Iran’s military has been severely diminished. Most of its aircraft and large naval vessels have been destroyed. Yet the Islamic Revolutionary Guard Corps retains the capacity to fire ballistic and cruise missiles, as well as drones, and continues to deploy fast boats and small vessels in the Strait of Hormuz. The hardline Keyhan newspaper captured the defiant mood of Iran’s remaining establishment in a recent editorial, declaring that "America retreated because of missiles, not negotiations."
The human and economic toll on ordinary Iranians has been staggering. Inflation reached nearly 84 percent year-on-year during the second month of the Persian calendar year ending May 21. Food inflation hit 130 percent over the same period. The price of solid vegetable oil surged 431 percent compared to the same month a year earlier. Eggs rose 342 percent, chicken 287 percent, and imported rice 222 percent. The Iranian rial traded at approximately 1.77 million per US dollar on Tehran’s open market on Sunday.
Amid the devastation, one anomalous data point has emerged: the Tehran Stock Exchange main index was on the verge of retaking its all-time high threshold of 4.5 million points — a phenomenon analysts attribute partly to Iranians parking savings in equities as a hedge against currency collapse rather than any genuine economic recovery.
Iran 100 Days Of War: Regional Implications
Daily life in the capital has been fundamentally disrupted. Universities and schools remain closed. Parliament has convened only in limited or online sessions. Police, their stations destroyed by bombing, operate from makeshift desks set up in the streets.
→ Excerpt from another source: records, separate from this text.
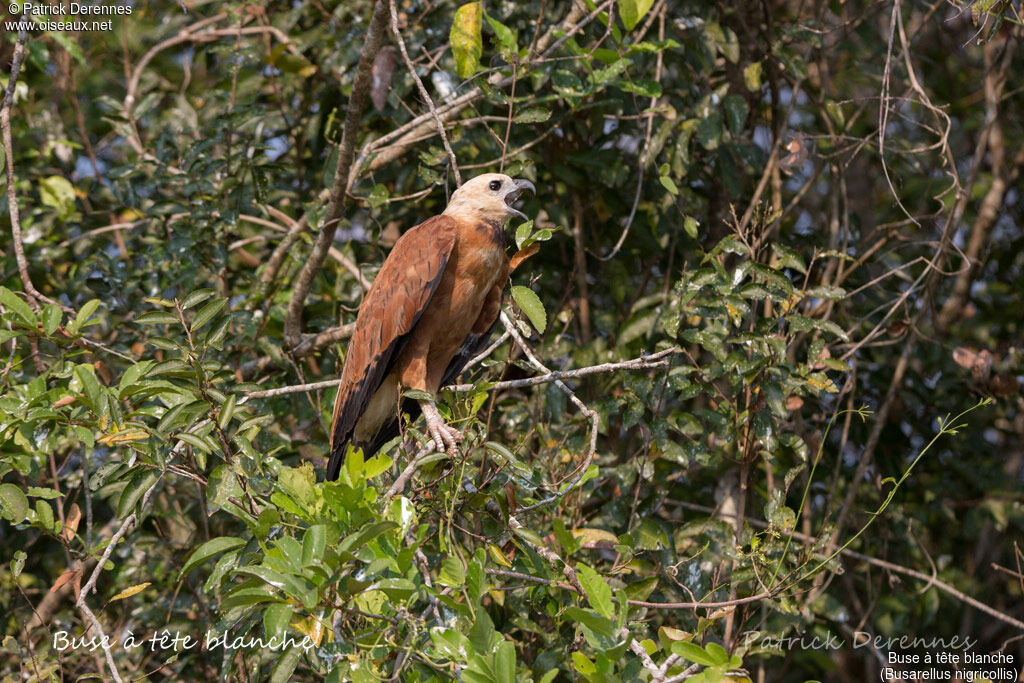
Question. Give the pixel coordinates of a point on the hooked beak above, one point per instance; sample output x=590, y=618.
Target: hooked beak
x=513, y=195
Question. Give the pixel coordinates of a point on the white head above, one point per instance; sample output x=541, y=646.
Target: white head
x=488, y=197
Millions of jobs have been suspended or eliminated entirely. Two nationwide internet shutdowns have been imposed over recent months, in what observers described as the longest such blackouts recorded in any country. Connectivity has since been partially restored.
The political repression has intensified alongside the military and economic crises. The judiciary has announced near-daily executions of dissidents, and tens of thousands of people have been arrested in recent months. The combination of wartime emergency powers and a leadership vacuum has given security forces wide latitude to act with impunity.
The broader regional architecture that Iran once relied upon has also been severely weakened. Key allied networks, including Hezbollah in Lebanon, have been degraded through the same campaign that struck Tehran’s leadership. Iran’s ability to project power through proxy forces — long a cornerstone of its strategic deterrence — has been substantially curtailed.
Whether the ceasefire holds will depend in large part on whether Mojtaba Khamenei, or whoever is exercising authority in his name, can consolidate enough internal control to make credible commitments to outside mediators. For now, Iran’s 100th day of war offers little clarity on that question — only the weight of an extraordinary and ongoing crisis.